Under their wonderful guidance and help, I was able to pick up the pieces and get on with life. I was placed on liquid methadone (my body was not making enough of its own pain relief) and other pain relievers, and given phentolomine infusions for pain blocks at intermittent intervals as well as therapy, intensive care and counselling.
Fast forward 15 years and I am still on methadone (though in tablet form now via a government prescription). I have remarried after meeting Paul, a six foot seven inch policeman, on a cruise to celebrate my divorce and 40th. I have had another daughter – Tea Lee, who is now 11 and the light of my life.
I work part-time, as my condition is still chronic but I now live with my pain.
I still suffer from low blood pressure but it is now only in very hot weather. My little girl has never visited, nor will she ever, visit the beach with her mum. You have to make adjustments and sacrifices all the way along with chronic pain and your children (or family) suffer the loss with you.
I have had my credibility doubted all my life - I actually won a court case this year due to discrimination under the disability act. I fight to hold my head up high and succeed the best way I can. Just because you don’t look disabled doesn’t mean you are not disabled.
I started doing art work at a local studio and found this a wonderful distraction for pain. I have won several shows and prizes for my art.

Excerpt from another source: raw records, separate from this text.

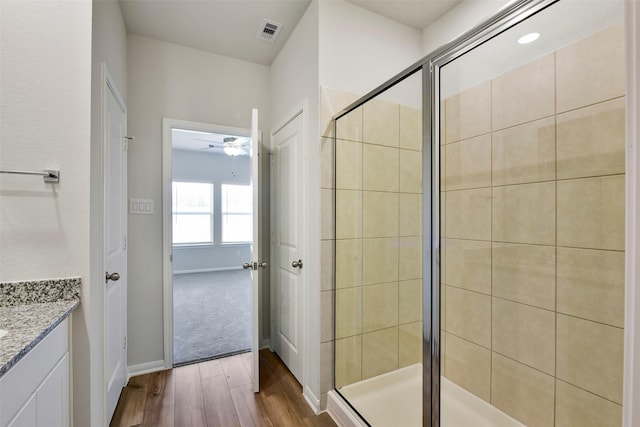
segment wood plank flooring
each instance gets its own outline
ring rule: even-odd
[[[111,427],[335,426],[318,416],[275,353],[260,351],[260,393],[251,353],[140,375],[122,390]]]

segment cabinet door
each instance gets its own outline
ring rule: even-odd
[[[69,426],[69,353],[36,391],[38,427]]]
[[[7,427],[33,427],[36,425],[36,417],[36,395],[34,394]]]

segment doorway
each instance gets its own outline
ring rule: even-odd
[[[253,190],[248,129],[170,129],[172,365],[251,350]]]

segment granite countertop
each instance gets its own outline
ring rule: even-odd
[[[80,304],[80,283],[80,278],[0,283],[0,377]]]

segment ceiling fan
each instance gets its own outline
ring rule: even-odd
[[[202,147],[201,150],[211,150],[213,148],[222,148],[226,155],[228,156],[239,156],[246,154],[247,152],[244,150],[244,147],[247,146],[249,142],[248,139],[240,139],[237,136],[225,136],[222,139],[222,142],[211,141],[207,139],[197,139],[197,141],[205,141],[208,143],[207,147]]]

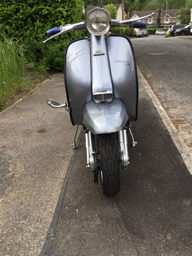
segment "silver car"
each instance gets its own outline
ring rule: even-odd
[[[166,34],[166,32],[164,30],[156,30],[155,32],[155,34],[157,36],[158,36],[158,35],[164,35],[165,34]]]

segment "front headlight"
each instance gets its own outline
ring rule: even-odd
[[[85,25],[90,34],[96,36],[102,35],[109,30],[111,17],[105,9],[96,8],[89,11],[86,16]]]

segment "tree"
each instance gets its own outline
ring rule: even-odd
[[[116,7],[114,6],[113,4],[109,4],[106,5],[105,9],[108,11],[111,16],[111,19],[116,19],[117,12]]]

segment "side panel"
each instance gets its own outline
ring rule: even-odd
[[[111,36],[106,40],[115,97],[124,103],[130,121],[137,120],[138,83],[133,48],[126,36]]]
[[[68,45],[65,55],[65,83],[73,125],[82,124],[83,106],[92,99],[90,62],[88,40],[79,39]]]

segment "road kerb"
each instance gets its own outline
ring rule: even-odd
[[[191,174],[192,174],[192,156],[188,146],[171,122],[138,67],[137,72],[139,78],[143,82],[147,92],[169,132],[186,166]]]

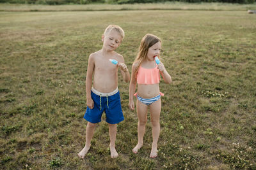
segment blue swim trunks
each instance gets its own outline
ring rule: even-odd
[[[93,89],[92,90],[94,107],[92,110],[87,107],[84,116],[85,120],[93,124],[100,122],[103,111],[106,113],[106,122],[110,124],[116,124],[124,120],[118,89],[109,94],[100,93]]]

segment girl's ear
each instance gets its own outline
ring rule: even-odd
[[[104,34],[102,34],[102,36],[101,36],[101,41],[104,41]]]

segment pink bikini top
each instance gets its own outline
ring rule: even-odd
[[[152,69],[145,69],[140,66],[137,73],[137,83],[152,85],[159,83],[160,81],[159,69],[157,66]]]

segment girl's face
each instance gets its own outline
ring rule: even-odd
[[[154,57],[157,55],[159,56],[160,55],[161,43],[160,41],[158,41],[152,46],[148,48],[148,54],[147,54],[147,59],[149,60],[154,60]]]
[[[112,30],[106,35],[102,35],[103,46],[108,51],[115,50],[121,44],[122,37],[118,32]]]

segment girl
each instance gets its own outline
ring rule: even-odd
[[[137,153],[143,144],[143,136],[146,128],[148,108],[150,113],[152,126],[153,143],[150,158],[157,157],[157,141],[160,133],[159,117],[161,112],[161,96],[159,83],[160,73],[166,83],[172,82],[172,77],[165,69],[164,64],[160,62],[157,65],[154,60],[159,57],[161,48],[161,41],[157,36],[147,34],[142,39],[139,52],[132,67],[132,75],[129,86],[129,106],[134,110],[133,96],[137,97],[138,144],[132,149]],[[134,94],[136,85],[138,92]]]

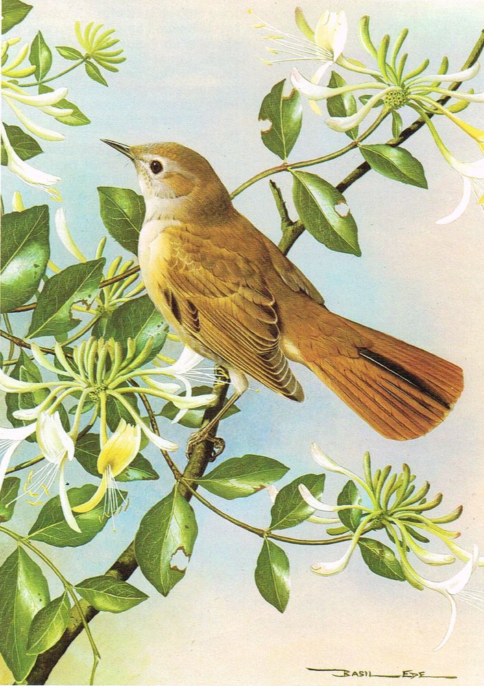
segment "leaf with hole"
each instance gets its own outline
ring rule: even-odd
[[[268,539],[264,540],[254,576],[264,600],[284,612],[291,587],[289,560],[285,552]]]
[[[131,584],[107,575],[84,579],[75,588],[81,598],[99,612],[125,612],[148,598]]]
[[[244,498],[282,479],[289,471],[285,464],[263,455],[244,455],[226,460],[197,483],[210,493],[227,500]]]
[[[3,215],[0,244],[1,311],[10,312],[30,300],[45,274],[49,256],[47,205]]]
[[[34,310],[28,337],[59,336],[80,322],[72,316],[75,303],[87,305],[94,298],[103,276],[106,259],[72,264],[49,279]]]
[[[192,506],[175,486],[141,520],[134,551],[141,571],[162,595],[184,576],[186,567],[175,562],[179,552],[186,563],[191,556],[198,528]]]
[[[315,174],[291,173],[294,204],[308,231],[330,250],[359,257],[358,228],[344,196]]]
[[[285,95],[285,79],[276,84],[265,96],[258,115],[260,121],[270,122],[269,128],[261,132],[263,143],[282,160],[287,158],[294,147],[302,121],[301,96],[295,88]]]
[[[271,510],[270,529],[297,526],[314,514],[314,508],[304,502],[299,492],[301,484],[315,498],[320,498],[324,488],[324,474],[304,474],[280,489]]]

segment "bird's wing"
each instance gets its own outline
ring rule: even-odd
[[[256,264],[184,227],[165,229],[161,240],[151,273],[183,329],[215,358],[302,400],[279,344],[274,298]]]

I went back to university in 2000 and made sure I got high distinctions.
Yes, I am have this disease, yes I have a disability but I try to achieve every day and teach my friends , family and children - my older two children are now 29 and 27 and I have two grandchildren - that anything is possible as long as you keep trying.

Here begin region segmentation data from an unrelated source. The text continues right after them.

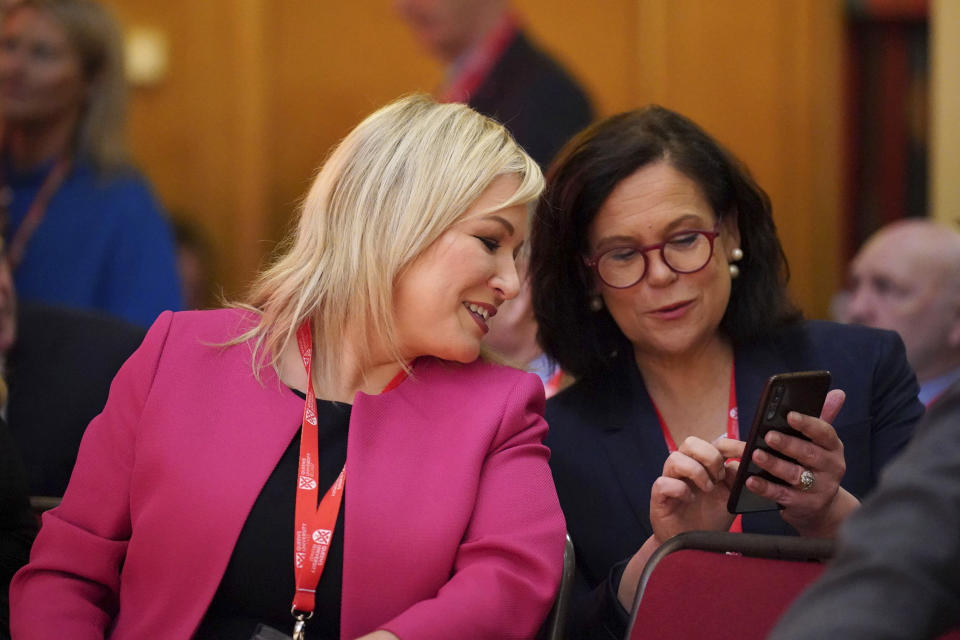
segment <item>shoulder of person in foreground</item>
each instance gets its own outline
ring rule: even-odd
[[[168,312],[150,328],[86,430],[67,492],[59,507],[44,514],[30,563],[14,576],[14,636],[104,637],[118,611],[120,569],[133,526],[137,425],[164,351],[174,343],[213,350],[212,344],[236,337],[249,323],[236,310]]]
[[[934,638],[960,622],[960,386],[841,531],[837,557],[771,638]]]

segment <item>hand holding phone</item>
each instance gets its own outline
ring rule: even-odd
[[[750,513],[772,511],[780,508],[780,505],[776,502],[758,496],[745,486],[747,478],[751,475],[759,475],[770,482],[786,484],[780,478],[758,467],[753,462],[753,452],[760,448],[770,455],[795,462],[768,447],[764,437],[767,432],[773,429],[796,438],[808,439],[787,424],[787,413],[796,411],[810,416],[819,416],[829,389],[829,371],[781,373],[771,376],[767,380],[760,396],[757,411],[753,416],[750,434],[747,436],[746,447],[740,462],[740,469],[730,490],[727,511],[730,513]]]

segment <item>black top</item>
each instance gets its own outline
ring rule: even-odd
[[[347,459],[350,410],[348,404],[317,400],[321,496],[337,479]],[[287,635],[292,633],[293,520],[300,435],[297,431],[250,510],[220,587],[194,636],[196,640],[247,640],[260,623]],[[346,488],[343,499],[347,499]],[[344,504],[340,505],[327,564],[317,585],[316,610],[306,627],[311,640],[340,637]]]

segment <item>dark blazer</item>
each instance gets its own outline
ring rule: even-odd
[[[520,30],[468,104],[502,122],[541,167],[593,119],[576,81]]]
[[[7,424],[0,419],[0,638],[9,637],[10,578],[27,563],[37,535],[27,481]]]
[[[842,484],[857,497],[873,488],[880,469],[907,443],[923,413],[903,343],[889,331],[828,322],[798,324],[773,339],[737,347],[734,366],[742,437],[769,376],[830,370],[832,388],[847,393],[834,423],[846,452]],[[551,398],[546,417],[550,466],[576,547],[580,604],[575,603],[575,624],[578,618],[585,623],[600,615],[620,637],[619,624],[610,617],[613,609],[625,612],[610,600],[622,567],[611,570],[653,532],[650,491],[668,455],[633,354],[622,354],[604,375],[584,379]],[[796,534],[777,512],[746,514],[743,529]],[[594,607],[605,613],[598,614]]]
[[[32,495],[63,495],[84,429],[145,333],[105,314],[19,305],[6,366],[7,422]]]
[[[930,405],[840,541],[771,638],[913,640],[960,624],[960,382]]]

Matt my son is now 27 and a musician. He has been affected emotionally throughout this time but he is finding his way through life and pursuing his dream. I really hope this will happen for him. One of my proudest moments was seeing him perform on the stage at the Palais in St Kilda.
My eldest daughter, Brooke, has just been diagnosed with CPRS and fibromyalgia. Her injuries are different from mine but unfortunately her pain is the same. I now find it my challenge to help her fight.
Brooke is just starting out down the path of the medical profession minefield and is finding out just how inadequate treatment for chronic pain is. She has the experience of watching me and my struggles and I hope this helps her at least avoid some of the pitfalls.
It is amazing just how inadequate treatment is for chronic pain and that ordinary people like me and Brooke need the professional help and empathy sadly lacking in the medical profession. We desperately need funding, training and follow-up to improve chronic pain education.
It is a silent disease. I call it the “black cat” as I have been so unlucky to have had it cross my path. It affects many millions of ordinary people just like me.
Sometimes life is not fair but I have learned that it is what you make it - and mine is getting better.